Includes (i) 27,339,731 shares of common stock held by Cortec Group Fund V, L.P, (ii) 628,815 shares of common stock held by Cortec Co-Investment Fund V, LLC, (iii) 1,671,460 shares of common stock held by Cortec Group Fund V (Parallel), L.P., (iv) 3,342 shares of common stock held by John T. Miner, and (v) 4,179 shares of common stock held by Allison S. Klazkin.
Cortec Management V, LLC is the managing general partner of Cortec Group Fund V, L.P. Cortec Group GP, LLC is the manager of Cortec Management V, LLC and Cortec Co-Investment Fund V, LLC. The manner in which the investments of Cortec Group Fund V, L.P. and Cortec Co-Investment Fund V, LLC are held, including shares of common stock, and any decisions concerning their ultimate voting and disposition, are subject to the control of Cortec Group GP, LLC, as manager of Cortec Management V, LLC and Cortec Co-Investment Fund V, LLC. The managers of Cortec Group GP, LLC currently consist of David L. Schnadig, Jeffrey A. Lipsitz, Michael E. Najjar, Jeffrey R. Shannon and Jonathan A. Stein. A vote of such managers holding at least 66 2/3% of Cortec Group GP, LLC is required to approve actions on behalf of Cortec Group GP, LLC with respect to shares of common stock held by Cortec Group Fund V, L.P. and Cortec Co-Investment Fund V, LLC. As a result, none of the managers of Cortec Group GP, LLC has direct or indirect voting or dispositive power with respect to such shares of common stock held by Cortec Group Fund V, L.P. and Cortec Co-Investment Fund V, LLC.
Cortec Management V (Co-Invest), LLC is the general partner of Cortec Group Fund V (Parallel), L.P. The manner in which the investments of Cortec Group Fund V (Parallel), L.P. are held, including shares of common stock, and any decisions concerning their ultimate voting and disposition, are subject to the control of Cortec Management V (Co-Invest), LLC. The managers of Cortec Management V (Co-Invest), LLC currently consist of David L. Schnadig, Jeffrey A. Lipsitz, R. Scott Schafler and Michael E. Najjar. A majority vote of such managers is required to approve actions with respect to shares of common stock held by Cortec Group Fund V (Parallel), L.P. As a result, none of the managers of Cortec Management V (Co-Invest), LLC has direct or indirect voting or dispositive power with respect to such shares of common stock held by Cortec Group Fund V (Parallel), L.P.

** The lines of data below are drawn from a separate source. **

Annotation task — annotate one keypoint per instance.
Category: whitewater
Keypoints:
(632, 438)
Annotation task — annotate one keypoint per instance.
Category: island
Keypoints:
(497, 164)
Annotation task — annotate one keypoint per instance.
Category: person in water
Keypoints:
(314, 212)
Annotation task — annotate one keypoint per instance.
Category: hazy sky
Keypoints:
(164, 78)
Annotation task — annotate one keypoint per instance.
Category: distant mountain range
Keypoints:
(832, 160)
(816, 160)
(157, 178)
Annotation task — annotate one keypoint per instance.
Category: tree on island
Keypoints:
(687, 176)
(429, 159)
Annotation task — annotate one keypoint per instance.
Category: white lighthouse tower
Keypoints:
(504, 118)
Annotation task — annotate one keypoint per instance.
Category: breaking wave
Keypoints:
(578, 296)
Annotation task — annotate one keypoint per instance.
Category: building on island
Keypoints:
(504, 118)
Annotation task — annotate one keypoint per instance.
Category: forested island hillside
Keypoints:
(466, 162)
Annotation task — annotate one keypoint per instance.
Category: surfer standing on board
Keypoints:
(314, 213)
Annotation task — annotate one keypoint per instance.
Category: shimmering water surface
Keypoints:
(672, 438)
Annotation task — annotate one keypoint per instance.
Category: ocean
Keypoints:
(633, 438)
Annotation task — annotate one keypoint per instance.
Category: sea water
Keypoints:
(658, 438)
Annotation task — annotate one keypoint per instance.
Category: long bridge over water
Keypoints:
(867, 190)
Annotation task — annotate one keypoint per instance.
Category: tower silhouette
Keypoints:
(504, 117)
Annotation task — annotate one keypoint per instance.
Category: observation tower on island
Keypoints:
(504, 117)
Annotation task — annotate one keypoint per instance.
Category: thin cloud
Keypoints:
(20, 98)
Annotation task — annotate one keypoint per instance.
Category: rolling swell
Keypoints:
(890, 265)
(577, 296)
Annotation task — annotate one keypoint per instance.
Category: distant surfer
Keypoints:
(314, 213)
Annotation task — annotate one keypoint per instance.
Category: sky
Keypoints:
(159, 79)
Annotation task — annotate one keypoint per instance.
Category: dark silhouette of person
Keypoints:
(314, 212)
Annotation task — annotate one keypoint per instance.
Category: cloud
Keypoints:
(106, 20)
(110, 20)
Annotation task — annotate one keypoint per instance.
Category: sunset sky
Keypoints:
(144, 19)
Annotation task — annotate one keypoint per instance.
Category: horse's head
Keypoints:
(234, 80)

As Cortec Group Fund V (Parallel), L.P. is required by the terms of its limited partnership agreement to dispose of its equity investments in the same manner and at the same time as Cortec Group Fund V, L.P. and Cortec Co-Investment Fund V, LLC, John T. Miner and Allison S. Klazkin may only dispose of their respective equity investments in the same manner and at the same time as Cortec Group Fund V, L.P., Cortec Management V, LLC, as managing general partner of Cortec Group Fund V, L.P. may also be deemed to have beneficial ownership over the shares of common stock held by Cortec Group Fund V (Parallel), L.P., Cortec Co-Investment Fund V, LLC, John T. Miner and Allison S. Klazkin. Cortec Group GP, LLC, as manager of Cortec Management V, LLC may also be deemed to have beneficial ownership over the shares of common stock held by Cortec Group Fund V (Parallel), L.P., John T. Miner and Allison S. Klazkin. A vote of such managers holding at least 66 2/3% of Cortec Group GP, LLC is required to approve actions on behalf of Cortec Group GP, LLC with respect to shares of common stock held by Cortec Group Fund V, L.P. As a result, none of the managers of Cortec Group GP, LLC has direct or indirect voting or dispositive power with respect to shares of common stock held by Cortec Group Fund V (Parallel), L.P., John T. Miner and Allison S. Klazkin.